This resource will be continuously updated as evidence and guidelines emerge. Information was correct at time of publishing. Date Updated: 6/09/2021
Positions to help your breathing
Choose a position which will make it easier for you to breathe. It is important to try and relax in these positions. Focus on relaxing the muscles in your neck and shoulders. Complete all exercises in sitting or lying first before progressing to completing these exercises in standing. These are starting exercises and an individualised breathlessness management program can be created by your physiotherapist.
Lying flat on your stomach, or prone, can help breathlessness. It’s not comfortable for everyone, but is a position to consider.
High side lying
Lying on your side propped up by pillows, supporting your head and neck, with your knees slightly bent.
Forward lean sitting
Sit at a table, lean forward from the waist with your head and neck resting on the pillow and your arms resting on the table. You can also try this without the pillows and rest your head on your hands.
Forward lean sitting (no table in front)
Sit on a chair, lean forward to rest your arms on your lap or the armrests of the chair.
Forward lean standing
While standing, lean forward onto a windowsill or other stable surface.
Standing with back support
Lean with your back against a wall and your hands by your side. Have your feet about 30 cm away from the wall and slightly apart.
How to control your breathing
Relaxed Tummy Breathing
This breathing technique can help if you are breathless after doing any activity. It may help you feel more relaxed if you are feeling anxious or panicky.
Breathing from the tummy does not come naturally. You should practice it when you are not breathless. This will help you master the technique.
Practising tummy breathing
Breathe low and slow
Taking slower, deeper breaths from your tummy helps to ease breathlessness.
Breathe a rectangle
When you practice relaxed tummy breathing it might help to picture a rectangle. This could be a book, a TV, window, table top, or even a picture on the wall.

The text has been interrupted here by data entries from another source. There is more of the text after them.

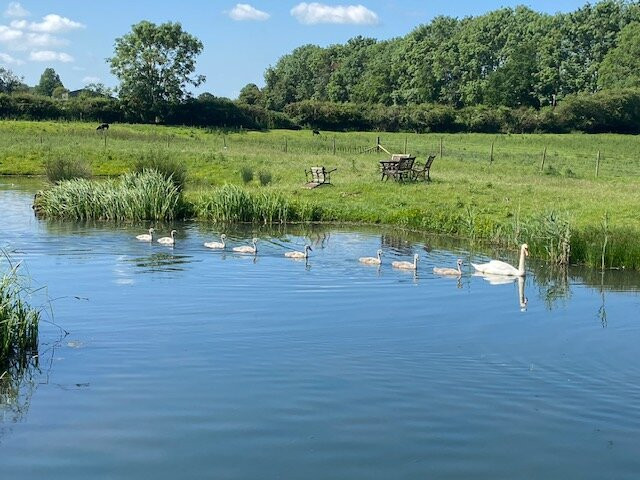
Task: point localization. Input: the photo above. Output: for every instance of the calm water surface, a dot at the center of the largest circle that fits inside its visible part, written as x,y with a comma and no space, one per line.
188,363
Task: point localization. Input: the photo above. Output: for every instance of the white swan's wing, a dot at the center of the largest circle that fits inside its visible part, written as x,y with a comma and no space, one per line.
495,279
496,267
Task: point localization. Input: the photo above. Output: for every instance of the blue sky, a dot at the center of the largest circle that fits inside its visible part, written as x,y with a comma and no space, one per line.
241,39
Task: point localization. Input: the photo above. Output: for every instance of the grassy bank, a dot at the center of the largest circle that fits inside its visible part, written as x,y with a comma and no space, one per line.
503,198
18,323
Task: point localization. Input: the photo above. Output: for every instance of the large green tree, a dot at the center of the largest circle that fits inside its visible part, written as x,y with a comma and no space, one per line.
155,65
621,67
9,81
49,81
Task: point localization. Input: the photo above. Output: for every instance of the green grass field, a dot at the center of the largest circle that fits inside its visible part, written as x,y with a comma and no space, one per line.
506,200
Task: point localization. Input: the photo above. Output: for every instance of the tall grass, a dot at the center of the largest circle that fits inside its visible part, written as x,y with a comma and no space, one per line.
134,196
18,323
231,203
63,168
160,161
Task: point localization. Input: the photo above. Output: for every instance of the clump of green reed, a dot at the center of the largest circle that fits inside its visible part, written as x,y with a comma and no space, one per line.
61,169
265,177
231,203
161,162
247,174
18,323
134,196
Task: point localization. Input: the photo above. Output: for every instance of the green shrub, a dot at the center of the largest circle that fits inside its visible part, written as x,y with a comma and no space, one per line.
60,169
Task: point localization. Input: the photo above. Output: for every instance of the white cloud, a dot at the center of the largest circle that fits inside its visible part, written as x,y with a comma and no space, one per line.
19,24
8,34
50,56
19,40
314,13
16,10
8,59
244,11
43,40
53,23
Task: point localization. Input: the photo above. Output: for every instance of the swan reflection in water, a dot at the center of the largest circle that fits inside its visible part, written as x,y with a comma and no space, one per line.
504,280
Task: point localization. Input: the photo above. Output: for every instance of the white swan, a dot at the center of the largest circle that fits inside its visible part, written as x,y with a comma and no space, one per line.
304,254
449,271
504,280
496,267
247,248
168,240
377,260
219,245
407,265
146,237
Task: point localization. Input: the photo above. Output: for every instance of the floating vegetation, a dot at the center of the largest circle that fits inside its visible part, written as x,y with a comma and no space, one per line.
134,196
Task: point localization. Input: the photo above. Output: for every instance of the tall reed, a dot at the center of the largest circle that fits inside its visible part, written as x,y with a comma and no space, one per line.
231,203
18,323
168,167
134,196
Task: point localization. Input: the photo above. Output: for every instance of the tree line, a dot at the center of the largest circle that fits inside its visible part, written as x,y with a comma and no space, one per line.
510,70
513,57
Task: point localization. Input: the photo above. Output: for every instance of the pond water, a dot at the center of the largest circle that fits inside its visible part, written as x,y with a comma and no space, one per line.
188,363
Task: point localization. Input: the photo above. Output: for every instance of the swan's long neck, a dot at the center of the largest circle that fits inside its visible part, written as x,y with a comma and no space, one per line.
522,298
522,260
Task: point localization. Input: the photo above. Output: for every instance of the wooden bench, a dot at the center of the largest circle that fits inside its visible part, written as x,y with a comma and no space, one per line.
400,167
317,176
424,171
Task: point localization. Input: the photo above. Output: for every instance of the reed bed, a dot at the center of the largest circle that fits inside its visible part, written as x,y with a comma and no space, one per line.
498,189
146,195
60,169
18,323
232,204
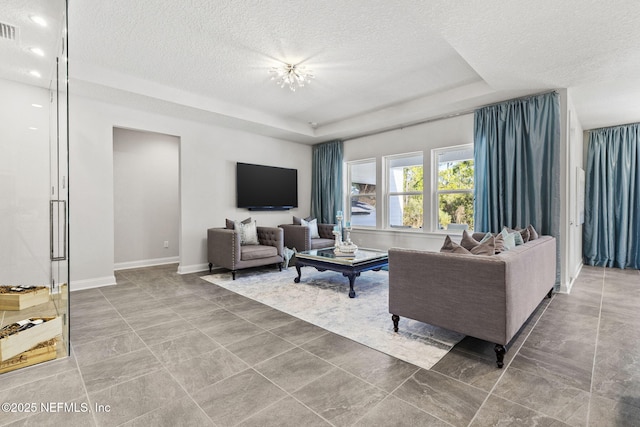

This is useful to practise when carrying out activities that might take more effort or make you breathless, like climbing the stairs or walking up a hill. It’s important to remember that there is no need to rush, and you can take rests:
- Think about breaking the activity down into smaller parts to make it easier to carry out without getting so tired or breathless at the end.
- Breathe in before you make the effort of the activity, such as before you climb up a step.
- Breathe out while making the effort, such as climbing up a step.
- You may find it helpful to breathe in through your nose and out through your mouth.
Pursed Lip Breathing
This can help if you are very breathless, become anxious or if you find tummy breathing difficult. This type of breathing allows more time for the air to leave your lungs, making it easier to take the next breath in.
Breathe in through your nose then breathe out through pursed lips. Continue until you feel your breathing is under control.
Watch a demonstration of pursed lip breathing.
Check how breathless you are
COVID-19 usually affects the respiratory system. This can result in a lung injury that can take time to recover. This breathlessness scale will tell you how well your lungs are recovering.
The scale starts at the number 0 where your breathing is causing you no difficulty at all. It goes through up to 10, where your breathing is at its most difficult. Use this scale to monitor and guide you as you increase your physical activity and formal exercise levels. It’s important to take regular rests and stop before you get too short of breath.